On Wednesday I had the second class with Jennifer Balkan and managed to do a passable value study (10 minutes) from the model. Again, I can see that values have to be mastered or there is not a believable sense of mass and weight. And the other issue, color....she mentioned that it was just a skin hung on top of the values, I think this is how it was worded, but the phrase has stayed with me, what are all the things that can mean....I think one of them is, that color is --- shudder---incidental. Or it is secondary in importance to value in realistic work. Yikes!

Wednesday, May 11, 2011

Little Peaches

Back in the saddle.
This was a value exercise. These runty little peaches are interesting and challenging to paint, lots of very subtle color and value shifts and then with all them close together, many lost edges.

Sunday, May 8, 2011

Box of Vegetables

OK, more of the Balkan rules: no medium, hold tail of brush. I'm getting used to it. For those who are interested in using thicker paint, the trick is to thin the paint slightly with turp, just enough to get it moving. Then it's no problem, you are sort of forced into it. I painted all day today and wiped everything (aaaugh!) but this one. I like the abstract quality of it, that masking tape at the bottom flattened the surface out.

Saturday, May 7, 2011

Lemons and Grapes



Still with the big brush, no medium and holding by the long handle. I used $1000 worth of paint today and wiped 95% of it. There were parts of things that were promising, but I don't know if it was worth $950.

Friday, May 6, 2011

Cows For Kay

This painting is for the Texas Moleskin Roundup. I have Kay Wyne's book and her theme is "Holy Cow!" I think these are calves, they are very fresh looking. I liked the snarky one off to the left. It was interesting to paint them using the methods I have just learned in the class, holding the brush at the end and using only turp, no medium.

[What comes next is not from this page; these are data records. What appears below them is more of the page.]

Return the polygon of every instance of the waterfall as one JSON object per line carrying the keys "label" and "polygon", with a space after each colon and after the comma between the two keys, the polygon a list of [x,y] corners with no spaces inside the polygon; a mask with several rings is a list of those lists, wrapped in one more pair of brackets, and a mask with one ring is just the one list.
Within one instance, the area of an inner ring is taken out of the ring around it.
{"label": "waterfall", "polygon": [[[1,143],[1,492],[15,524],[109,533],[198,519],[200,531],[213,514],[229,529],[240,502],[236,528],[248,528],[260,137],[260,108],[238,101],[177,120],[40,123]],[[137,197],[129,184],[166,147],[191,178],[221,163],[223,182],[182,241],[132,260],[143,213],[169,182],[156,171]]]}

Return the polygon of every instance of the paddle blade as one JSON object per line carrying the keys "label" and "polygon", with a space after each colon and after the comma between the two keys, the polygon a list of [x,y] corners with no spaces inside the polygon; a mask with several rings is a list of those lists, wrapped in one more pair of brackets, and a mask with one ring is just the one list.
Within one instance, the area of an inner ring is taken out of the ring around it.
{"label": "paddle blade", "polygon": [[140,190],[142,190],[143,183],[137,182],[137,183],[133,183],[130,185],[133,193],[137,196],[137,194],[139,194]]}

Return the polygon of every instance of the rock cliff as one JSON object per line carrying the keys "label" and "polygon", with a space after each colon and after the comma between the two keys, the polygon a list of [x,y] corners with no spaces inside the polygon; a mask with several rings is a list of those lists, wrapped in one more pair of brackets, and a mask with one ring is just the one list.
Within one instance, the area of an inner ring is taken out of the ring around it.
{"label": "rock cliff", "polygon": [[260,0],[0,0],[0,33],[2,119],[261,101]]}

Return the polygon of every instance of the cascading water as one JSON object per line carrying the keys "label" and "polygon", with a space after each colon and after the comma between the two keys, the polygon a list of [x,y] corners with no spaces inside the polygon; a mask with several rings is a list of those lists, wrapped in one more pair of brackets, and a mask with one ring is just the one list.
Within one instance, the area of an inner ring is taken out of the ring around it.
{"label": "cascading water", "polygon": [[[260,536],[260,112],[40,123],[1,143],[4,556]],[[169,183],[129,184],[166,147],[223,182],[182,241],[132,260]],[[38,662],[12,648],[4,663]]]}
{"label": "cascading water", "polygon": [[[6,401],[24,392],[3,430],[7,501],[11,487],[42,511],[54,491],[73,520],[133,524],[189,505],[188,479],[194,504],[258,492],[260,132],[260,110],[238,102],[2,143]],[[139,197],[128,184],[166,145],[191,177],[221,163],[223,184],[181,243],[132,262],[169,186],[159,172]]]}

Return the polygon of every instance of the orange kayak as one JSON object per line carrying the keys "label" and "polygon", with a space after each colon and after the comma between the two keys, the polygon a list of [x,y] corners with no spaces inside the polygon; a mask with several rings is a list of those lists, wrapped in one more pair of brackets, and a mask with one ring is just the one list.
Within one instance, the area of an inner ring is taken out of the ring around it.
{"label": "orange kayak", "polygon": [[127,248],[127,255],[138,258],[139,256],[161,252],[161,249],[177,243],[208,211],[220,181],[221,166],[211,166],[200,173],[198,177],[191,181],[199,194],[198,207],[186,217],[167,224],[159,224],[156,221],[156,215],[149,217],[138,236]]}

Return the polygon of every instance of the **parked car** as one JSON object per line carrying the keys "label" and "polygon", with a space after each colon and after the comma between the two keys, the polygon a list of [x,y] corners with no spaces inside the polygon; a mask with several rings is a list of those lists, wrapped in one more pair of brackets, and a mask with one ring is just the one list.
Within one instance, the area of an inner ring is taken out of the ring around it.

So much paint on there though and lots of white, it will take 6 months to dry.... To see what others have done click on texasmoleskinroundup.blogspot.com

Thursday, May 5, 2011

Onions and Tomato

So exciting -- I am taking a class with Jennifer Balkan and we had the first meeting last night. We did value studies, quick 5 minutes for each one, in oils from a model -- aaauuugh! So much info, but that's the point, simplify and reduce. I need a tee shirt. I am hoping with practice my brain will adjust itself to this method of seeing. Fear and panic are helpful, when you hear that one minute left call and you don't even have your lights in, you cowboy right up as they say here in Texas. One of the most helpful things we discussed was the actual holding of the brush. I am ashamed to say I have been holding mine like a scalpel and worse, toward the front of the handle. On the above painting I held it by the tail end as if I were holding a stick. And we are not to use medium, so the paint gets thinned with a bit of turp, but stays pretty thick. Therefore, it goes on thickly - which I love, except for the faint sense of $$$$ alarm, but this just has to be overcome. The results of all this, so far as I can tell now, is that it makes for a more vigorous painting that is clearly stated. So good!

Tuesday, May 3, 2011

I'm Too Sexy for My Hat

OK, well when you take a picture of yourself by holding the camera in your extended hand, you never know what expression you will have, all that juggling with things and concentrating. Part of that sneer is the dark lipstick, which I really do love because it makes the mouth cruel, and that is about as close as I'll ever get to looking like Tina Turner (a devout Buddhist) in the rock opera, Tommy, one of my favorite movies of all time.

Sunday, May 1, 2011

Bismarck

Bismarck is a warrior even though he has been fixed and I had to use pinks and blues to paint him, no offense.